I'd like to express something using an analogy of a cat vs. dog fighting because they want to garner attention. The dog wants attention vs. the cat wanting attention. Does it make sense to say "garner attention"?

  • 1
    I first thought it's a bit "dated", but per this NGram, it's actually recent. But attract attention is far more common. Commented Feb 15, 2017 at 15:42
  • Can you tell us how you would use it in an example sentence (not just your analogy)? It might improve your question enough to keep it from being closed. (+1 for FF's comment, as usual.) Commented Feb 15, 2017 at 16:09

2 Answers 2


The connotation I've always seen implied with garner is that the attention is deserved.
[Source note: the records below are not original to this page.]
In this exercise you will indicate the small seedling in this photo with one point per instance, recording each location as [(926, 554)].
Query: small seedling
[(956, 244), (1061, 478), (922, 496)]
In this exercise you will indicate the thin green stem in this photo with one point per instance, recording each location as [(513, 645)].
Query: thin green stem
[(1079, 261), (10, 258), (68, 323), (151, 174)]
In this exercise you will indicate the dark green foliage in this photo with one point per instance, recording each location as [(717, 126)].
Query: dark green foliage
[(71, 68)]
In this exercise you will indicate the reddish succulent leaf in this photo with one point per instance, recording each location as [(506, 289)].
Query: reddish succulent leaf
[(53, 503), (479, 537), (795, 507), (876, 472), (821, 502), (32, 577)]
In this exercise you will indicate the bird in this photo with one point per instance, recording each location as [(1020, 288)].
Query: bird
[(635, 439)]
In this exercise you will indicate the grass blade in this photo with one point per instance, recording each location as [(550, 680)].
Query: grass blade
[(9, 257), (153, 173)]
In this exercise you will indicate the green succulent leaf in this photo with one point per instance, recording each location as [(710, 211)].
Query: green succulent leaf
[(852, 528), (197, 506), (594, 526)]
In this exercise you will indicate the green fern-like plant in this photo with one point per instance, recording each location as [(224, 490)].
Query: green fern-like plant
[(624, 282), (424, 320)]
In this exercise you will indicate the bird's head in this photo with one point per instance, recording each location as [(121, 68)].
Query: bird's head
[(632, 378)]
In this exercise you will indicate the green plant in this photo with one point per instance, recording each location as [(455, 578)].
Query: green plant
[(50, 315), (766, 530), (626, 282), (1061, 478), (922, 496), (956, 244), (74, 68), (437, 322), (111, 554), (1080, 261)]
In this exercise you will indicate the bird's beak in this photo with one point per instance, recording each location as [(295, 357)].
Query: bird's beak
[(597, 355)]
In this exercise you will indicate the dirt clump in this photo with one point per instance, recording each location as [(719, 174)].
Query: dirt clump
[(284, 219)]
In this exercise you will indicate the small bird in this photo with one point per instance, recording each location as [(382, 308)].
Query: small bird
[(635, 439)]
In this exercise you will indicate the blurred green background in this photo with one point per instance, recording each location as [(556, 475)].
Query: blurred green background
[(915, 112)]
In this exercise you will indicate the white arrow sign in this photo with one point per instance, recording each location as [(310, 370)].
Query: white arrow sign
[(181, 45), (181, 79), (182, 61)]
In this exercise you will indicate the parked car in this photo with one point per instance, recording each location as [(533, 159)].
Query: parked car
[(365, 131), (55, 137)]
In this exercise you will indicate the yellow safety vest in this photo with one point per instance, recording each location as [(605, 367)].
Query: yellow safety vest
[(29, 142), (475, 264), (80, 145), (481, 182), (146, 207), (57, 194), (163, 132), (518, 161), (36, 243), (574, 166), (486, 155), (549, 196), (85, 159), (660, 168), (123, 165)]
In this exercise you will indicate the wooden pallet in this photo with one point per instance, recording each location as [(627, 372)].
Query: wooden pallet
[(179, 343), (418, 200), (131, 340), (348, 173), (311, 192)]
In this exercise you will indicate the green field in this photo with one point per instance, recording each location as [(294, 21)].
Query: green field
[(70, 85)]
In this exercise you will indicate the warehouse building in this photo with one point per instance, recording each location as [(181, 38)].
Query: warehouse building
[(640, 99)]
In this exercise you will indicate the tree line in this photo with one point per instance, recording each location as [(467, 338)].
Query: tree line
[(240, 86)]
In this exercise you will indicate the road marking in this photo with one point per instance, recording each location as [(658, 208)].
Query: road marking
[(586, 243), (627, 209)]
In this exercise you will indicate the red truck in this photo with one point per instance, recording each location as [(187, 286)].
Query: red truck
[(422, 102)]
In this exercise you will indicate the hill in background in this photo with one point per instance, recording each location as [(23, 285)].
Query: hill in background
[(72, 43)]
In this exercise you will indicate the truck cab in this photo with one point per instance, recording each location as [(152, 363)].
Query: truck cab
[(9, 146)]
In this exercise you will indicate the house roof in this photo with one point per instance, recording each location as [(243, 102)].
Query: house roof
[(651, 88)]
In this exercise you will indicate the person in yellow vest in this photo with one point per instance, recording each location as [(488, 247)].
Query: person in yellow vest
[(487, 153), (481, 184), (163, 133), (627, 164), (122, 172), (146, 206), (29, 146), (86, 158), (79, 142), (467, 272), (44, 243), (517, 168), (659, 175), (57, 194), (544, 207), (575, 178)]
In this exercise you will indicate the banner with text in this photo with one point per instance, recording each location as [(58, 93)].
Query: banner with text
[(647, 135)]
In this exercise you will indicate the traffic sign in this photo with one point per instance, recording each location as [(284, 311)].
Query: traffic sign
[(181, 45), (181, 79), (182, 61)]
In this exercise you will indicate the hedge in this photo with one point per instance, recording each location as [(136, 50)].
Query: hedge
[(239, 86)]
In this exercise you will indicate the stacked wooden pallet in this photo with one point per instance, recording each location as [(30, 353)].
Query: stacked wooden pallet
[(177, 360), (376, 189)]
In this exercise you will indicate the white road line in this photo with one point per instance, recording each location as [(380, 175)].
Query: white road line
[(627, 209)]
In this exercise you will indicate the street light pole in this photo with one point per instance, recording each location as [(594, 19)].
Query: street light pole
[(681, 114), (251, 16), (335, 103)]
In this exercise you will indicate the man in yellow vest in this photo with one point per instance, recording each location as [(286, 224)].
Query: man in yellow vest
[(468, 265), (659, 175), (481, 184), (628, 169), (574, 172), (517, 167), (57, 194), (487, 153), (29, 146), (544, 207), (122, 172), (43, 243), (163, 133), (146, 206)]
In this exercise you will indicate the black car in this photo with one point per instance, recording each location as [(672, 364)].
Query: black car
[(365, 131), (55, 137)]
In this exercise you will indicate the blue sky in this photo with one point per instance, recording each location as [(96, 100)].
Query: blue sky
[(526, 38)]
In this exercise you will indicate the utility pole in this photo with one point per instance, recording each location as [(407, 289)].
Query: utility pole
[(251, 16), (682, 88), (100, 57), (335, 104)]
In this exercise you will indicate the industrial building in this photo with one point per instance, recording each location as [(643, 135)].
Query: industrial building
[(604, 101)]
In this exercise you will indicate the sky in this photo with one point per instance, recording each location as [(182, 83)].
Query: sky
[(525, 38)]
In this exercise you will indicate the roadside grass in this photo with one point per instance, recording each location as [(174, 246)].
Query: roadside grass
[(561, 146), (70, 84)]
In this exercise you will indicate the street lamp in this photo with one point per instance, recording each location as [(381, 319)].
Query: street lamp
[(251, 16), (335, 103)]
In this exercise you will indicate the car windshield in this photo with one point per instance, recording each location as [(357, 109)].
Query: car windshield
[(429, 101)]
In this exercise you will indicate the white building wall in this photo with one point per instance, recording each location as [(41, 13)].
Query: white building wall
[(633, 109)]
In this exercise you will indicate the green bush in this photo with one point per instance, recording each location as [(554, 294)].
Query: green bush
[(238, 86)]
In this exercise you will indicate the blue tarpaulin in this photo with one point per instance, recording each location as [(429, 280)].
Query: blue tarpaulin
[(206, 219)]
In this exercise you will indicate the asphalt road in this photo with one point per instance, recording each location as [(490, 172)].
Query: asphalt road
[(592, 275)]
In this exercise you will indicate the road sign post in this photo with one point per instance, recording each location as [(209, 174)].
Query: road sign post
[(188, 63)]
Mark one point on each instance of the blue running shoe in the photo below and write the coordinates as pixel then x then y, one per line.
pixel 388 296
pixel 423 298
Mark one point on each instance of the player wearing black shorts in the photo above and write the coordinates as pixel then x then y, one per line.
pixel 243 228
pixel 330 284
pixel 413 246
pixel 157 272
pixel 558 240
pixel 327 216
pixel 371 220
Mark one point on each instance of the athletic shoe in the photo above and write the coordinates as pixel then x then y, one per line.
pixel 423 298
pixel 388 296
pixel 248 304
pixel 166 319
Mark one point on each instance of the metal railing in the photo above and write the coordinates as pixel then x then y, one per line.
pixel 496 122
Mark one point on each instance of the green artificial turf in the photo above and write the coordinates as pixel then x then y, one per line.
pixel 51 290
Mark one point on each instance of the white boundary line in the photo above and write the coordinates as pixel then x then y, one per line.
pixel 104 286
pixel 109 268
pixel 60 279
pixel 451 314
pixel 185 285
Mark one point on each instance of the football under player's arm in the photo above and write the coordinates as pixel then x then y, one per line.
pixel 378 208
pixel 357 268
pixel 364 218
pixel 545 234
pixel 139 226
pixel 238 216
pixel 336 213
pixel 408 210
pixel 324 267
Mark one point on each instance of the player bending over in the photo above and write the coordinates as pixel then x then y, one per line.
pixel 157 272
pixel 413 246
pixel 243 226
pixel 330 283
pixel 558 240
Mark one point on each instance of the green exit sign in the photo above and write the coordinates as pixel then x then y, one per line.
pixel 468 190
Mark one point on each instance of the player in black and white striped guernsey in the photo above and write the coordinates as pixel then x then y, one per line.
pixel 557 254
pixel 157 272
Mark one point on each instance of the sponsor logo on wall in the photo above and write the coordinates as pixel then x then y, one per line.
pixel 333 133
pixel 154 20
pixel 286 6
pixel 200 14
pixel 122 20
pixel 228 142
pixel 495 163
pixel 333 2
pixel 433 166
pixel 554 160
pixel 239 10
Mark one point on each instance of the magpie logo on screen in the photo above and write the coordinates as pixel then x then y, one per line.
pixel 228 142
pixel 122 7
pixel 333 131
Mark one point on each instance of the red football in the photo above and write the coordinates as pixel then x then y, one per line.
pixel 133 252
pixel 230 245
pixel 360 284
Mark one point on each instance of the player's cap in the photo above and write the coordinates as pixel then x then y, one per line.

So this is correct:

The recession in Ghana garnered attention due to its impact on small farmers.

This is less correct:

Felicia was getting pretty good publicity for her school president campaign until Max garnered all the attention with his sob story. (??)

Also, it's not quite right to say that someone garners attention on behalf of something else. This is odd:

The Blue Shoes Band garnered a lot of attention for the local hospital by putting on a free concert. (??)

This is better:

The free concert put on by the Blue Shoes Band garnered a lot of attention. With it, they were able to raise awareness for the local hospital.

Alternately, it's perfectly fine to say "garnered attention for something else" if the earner garners attention to themselves, because of something else:

The Danville Volunteers garnered a lot of attention for defending 2,000 homes from a wildfire.


I have always used the word garner in this way. The second definition of the word "garner" through Merriam-Webster is:


a : to acquire by effort : earn; "garnered much praise for his fundraising"

b : accumulate, collect

So, the cat and dog are both working to acquire attention by effort, so yes, it is an accurate usage of the word garner.